A solid WW II action film, OPERATION PACIFIC offers more than the usual John Wayne heroics, presenting subtle doubts about the invincibility of Wayne, while allowing the foxy Neal to assert her strong personality in turn. Wayne and Neal play a couple who divorced after they lost their
child. Now, in WW II, Wayne stumbles out of the Asian jungle with a baby he has just saved and which he turns over to a base hospital where Neal is stationed as a nurse. She arranges to meet Wayne again "accidentally" to see if she still has that old feeling for him. She does but refuses to yield
to her emotions, even though he admits that their breakup was his fault, saying, "We had something--I guess I kicked it around." Meanwhile, young Navy flier Carey is hotly pursuing Neal, begging her to marry him, but with Wayne back in her life, even by a toehold, Neal hesitates. Wayne goes off to
sea on his submarine with skipper Bond, who happens to be Carey's father. During a battle, Bond is wounded and orders his sub submerged, even though he will be left to drown topside. Wayne obeys and is later haunted by guilt and hated by Carey. Neal is his only source of comfort though and he
later assuages his guilt by saving Carey, whose plane has been shot down and who has been forced to survive in the sea. Wayne is still a little too tough for Neal, however, and she tells him off near the end, bitterly reminding him of how he deserted her when their son died. "You went off into
some corner alone, never realizing that by comforting you I could have helped my own grief.
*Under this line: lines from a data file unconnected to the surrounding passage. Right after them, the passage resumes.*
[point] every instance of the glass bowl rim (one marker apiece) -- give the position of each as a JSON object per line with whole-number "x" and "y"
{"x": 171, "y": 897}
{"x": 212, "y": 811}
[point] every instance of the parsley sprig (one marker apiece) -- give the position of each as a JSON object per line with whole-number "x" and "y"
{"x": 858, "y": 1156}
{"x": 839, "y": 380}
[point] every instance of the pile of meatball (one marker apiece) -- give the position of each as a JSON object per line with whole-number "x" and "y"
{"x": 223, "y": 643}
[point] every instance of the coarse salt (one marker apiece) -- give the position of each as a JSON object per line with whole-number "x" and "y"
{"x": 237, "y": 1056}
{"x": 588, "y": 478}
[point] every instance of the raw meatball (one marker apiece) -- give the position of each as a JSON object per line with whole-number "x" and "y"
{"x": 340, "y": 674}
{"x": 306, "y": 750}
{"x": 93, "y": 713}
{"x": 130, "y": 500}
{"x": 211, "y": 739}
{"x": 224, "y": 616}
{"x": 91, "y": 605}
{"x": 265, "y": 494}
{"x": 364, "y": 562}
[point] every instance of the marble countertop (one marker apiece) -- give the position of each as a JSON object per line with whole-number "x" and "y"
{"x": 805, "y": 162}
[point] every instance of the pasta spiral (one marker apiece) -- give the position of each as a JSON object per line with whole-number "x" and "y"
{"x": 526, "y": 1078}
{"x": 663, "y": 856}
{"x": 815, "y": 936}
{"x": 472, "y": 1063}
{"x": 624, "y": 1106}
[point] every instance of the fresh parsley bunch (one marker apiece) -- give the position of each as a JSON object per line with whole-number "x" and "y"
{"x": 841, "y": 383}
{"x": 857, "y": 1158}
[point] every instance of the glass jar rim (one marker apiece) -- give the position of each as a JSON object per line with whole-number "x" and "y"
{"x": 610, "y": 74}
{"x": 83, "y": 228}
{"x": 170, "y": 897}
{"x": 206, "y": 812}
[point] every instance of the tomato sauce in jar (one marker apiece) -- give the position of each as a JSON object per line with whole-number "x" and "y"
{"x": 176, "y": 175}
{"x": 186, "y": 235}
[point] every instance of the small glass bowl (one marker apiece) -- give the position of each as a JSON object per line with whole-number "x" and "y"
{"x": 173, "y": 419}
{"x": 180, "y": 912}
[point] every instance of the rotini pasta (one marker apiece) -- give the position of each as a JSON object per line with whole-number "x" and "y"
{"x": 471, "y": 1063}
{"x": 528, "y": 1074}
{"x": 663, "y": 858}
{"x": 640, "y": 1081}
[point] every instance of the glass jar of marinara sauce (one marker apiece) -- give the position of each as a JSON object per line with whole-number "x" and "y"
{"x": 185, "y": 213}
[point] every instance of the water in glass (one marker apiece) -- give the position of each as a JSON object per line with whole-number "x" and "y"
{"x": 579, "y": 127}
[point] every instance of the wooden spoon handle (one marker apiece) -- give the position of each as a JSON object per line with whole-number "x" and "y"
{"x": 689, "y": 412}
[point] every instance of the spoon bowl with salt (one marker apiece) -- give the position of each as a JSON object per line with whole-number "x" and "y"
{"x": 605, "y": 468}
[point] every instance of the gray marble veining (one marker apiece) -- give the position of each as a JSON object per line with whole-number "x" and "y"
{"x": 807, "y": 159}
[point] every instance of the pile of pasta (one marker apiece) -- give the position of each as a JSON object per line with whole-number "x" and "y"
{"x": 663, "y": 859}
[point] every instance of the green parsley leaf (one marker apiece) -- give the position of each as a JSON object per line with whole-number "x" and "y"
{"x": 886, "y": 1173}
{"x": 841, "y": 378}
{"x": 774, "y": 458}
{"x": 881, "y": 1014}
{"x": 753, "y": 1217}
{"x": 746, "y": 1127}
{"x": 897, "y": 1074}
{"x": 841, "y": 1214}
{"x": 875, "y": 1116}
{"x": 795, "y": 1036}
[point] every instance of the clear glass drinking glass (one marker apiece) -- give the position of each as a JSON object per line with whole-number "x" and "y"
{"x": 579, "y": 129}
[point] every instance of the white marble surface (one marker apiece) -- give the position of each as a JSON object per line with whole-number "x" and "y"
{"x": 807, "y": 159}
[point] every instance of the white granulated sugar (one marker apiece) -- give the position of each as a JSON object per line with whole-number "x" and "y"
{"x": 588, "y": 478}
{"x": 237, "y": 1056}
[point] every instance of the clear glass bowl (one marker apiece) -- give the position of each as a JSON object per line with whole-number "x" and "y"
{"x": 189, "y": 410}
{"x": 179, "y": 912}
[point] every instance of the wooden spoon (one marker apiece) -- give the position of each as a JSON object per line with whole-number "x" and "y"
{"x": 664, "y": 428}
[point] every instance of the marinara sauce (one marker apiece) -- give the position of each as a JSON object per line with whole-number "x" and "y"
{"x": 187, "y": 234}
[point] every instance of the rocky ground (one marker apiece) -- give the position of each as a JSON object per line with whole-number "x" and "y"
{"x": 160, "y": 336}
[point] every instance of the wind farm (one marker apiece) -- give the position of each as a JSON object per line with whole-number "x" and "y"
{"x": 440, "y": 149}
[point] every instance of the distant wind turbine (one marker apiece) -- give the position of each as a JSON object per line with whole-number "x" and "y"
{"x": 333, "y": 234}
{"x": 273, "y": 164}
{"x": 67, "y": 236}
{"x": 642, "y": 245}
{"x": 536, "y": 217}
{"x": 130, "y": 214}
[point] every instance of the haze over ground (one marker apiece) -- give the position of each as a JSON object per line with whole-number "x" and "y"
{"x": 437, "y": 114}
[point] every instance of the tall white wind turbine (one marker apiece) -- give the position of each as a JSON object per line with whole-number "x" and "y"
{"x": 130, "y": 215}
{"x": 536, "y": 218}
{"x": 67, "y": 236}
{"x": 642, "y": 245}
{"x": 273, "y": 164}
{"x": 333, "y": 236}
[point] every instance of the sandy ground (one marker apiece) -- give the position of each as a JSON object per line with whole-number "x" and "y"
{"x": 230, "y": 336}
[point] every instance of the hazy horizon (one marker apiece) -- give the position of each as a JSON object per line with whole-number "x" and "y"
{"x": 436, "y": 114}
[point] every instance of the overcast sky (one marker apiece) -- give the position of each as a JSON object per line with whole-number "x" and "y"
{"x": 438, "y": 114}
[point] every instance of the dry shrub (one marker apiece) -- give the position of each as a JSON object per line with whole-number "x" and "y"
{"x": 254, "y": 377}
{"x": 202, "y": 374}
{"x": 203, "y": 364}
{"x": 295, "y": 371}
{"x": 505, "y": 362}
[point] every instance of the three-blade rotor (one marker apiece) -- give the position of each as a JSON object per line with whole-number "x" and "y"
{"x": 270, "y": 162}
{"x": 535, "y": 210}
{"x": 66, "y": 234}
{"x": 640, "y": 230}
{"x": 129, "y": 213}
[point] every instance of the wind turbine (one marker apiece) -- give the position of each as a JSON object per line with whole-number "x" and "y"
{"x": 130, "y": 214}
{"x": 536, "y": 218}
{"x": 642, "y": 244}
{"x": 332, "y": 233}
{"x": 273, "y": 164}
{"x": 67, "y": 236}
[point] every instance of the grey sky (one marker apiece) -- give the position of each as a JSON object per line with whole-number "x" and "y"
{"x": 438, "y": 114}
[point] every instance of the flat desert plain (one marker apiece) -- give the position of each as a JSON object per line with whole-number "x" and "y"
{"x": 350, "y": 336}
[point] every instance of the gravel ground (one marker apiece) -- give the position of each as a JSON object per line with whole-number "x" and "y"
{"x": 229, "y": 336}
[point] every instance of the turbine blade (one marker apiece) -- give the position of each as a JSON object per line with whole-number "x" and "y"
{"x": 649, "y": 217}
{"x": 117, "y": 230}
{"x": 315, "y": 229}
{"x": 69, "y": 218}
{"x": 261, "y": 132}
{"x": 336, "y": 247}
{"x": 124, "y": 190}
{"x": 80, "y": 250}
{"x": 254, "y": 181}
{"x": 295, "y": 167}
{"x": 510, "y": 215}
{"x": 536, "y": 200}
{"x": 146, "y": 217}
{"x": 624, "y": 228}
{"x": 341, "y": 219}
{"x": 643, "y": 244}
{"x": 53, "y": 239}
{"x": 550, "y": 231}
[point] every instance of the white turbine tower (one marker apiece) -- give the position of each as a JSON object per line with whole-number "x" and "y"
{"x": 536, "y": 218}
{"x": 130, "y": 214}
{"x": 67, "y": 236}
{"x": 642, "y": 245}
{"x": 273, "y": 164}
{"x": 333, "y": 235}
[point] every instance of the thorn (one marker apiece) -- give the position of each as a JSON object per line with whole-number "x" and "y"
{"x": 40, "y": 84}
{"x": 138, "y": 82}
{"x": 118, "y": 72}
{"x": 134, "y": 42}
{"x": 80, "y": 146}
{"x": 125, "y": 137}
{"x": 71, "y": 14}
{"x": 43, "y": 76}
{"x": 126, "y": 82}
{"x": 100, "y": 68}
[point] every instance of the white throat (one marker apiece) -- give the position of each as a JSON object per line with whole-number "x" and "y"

You don't need anybody but yourself!" But Neal's superior, Brissac, gives her a comeuppance, telling her, "You married him for what he is and then tried to make something else out of him, but you couldn't!"
Neal and Wayne wind up together; meanwhile, the problems of defective torpedoes are solved. There's plenty of action here, especially when Wayne navigates submerged into the middle of a Japanese fleet and then fires off all his torpedoes in all directions to see if they will work. Clips from an
earlier Warner Bros. submarine film, DESTINATION TOKYO, were used in OPERATION PACIFIC; in one brief scene, the star of the former film, Cary Grant, can be briefly glimpsed. The film was shot partly on location in Honolulu and was mirrored by another production that year, SUBMARINE COMMAND, in
which William Holden's character is also afflicted with debilitating doubt and guilt.